Jean-Marc Morandini - Capture d'écran CNEWS

Mise à jour, le 5 décembre : L’animateur télé Jean-Marc Morandini a été condamné par le tribunal correctionnel de Paris à un an de prison assorti d’une période de sursis probatoire de deux ans pour « corruption de mineurs » sur trois adolescents entre 2009 à 2016, lors d’échanges électroniques et d’un casting à son domicile.

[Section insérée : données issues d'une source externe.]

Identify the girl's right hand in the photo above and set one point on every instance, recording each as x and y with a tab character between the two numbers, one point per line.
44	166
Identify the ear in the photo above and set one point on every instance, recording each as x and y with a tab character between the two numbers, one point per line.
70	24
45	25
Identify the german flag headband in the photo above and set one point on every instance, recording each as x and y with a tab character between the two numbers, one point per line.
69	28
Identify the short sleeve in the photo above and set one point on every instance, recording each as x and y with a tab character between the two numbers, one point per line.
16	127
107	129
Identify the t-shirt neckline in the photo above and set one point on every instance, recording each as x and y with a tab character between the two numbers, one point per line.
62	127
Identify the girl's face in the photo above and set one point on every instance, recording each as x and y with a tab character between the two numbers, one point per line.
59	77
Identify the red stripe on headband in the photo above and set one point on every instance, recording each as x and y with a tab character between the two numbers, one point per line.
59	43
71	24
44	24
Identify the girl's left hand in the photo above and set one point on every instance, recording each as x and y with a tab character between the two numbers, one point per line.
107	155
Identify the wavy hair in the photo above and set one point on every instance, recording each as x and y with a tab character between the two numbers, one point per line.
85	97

Loin des lumières habituelles d’un plateau télé, Jean-Marc Morandini s’est présenté devant le juge du tribunal correctionnel lundi 24 octobre, dans le cadre d’affaires de détournements de mineurs. Trois jeunes garçons, tous mineurs, visent l’animateur de CNEWS dans des plaintes dont les faits remontent à quelques années déjà.

À peine l’audience commencée, et selon le fil Twitter de David Perrotin, journaliste à Médiapart, que nous avons consulté, les avocates de l’accusé font la demande d’un procès en huis-clos, craignant un “déferlement médiatique”. Une requête aussitôt rejetée. Cela étant établi, il est l’heure d’aborder la première affaire. Dans celle-ci, le plaignant, un jeune garçon d’à peine 15 ans au moment des faits, détaille le genre d’échanges qu’il entretenait avec l’animateur qu’il avait contacté sur Twitter.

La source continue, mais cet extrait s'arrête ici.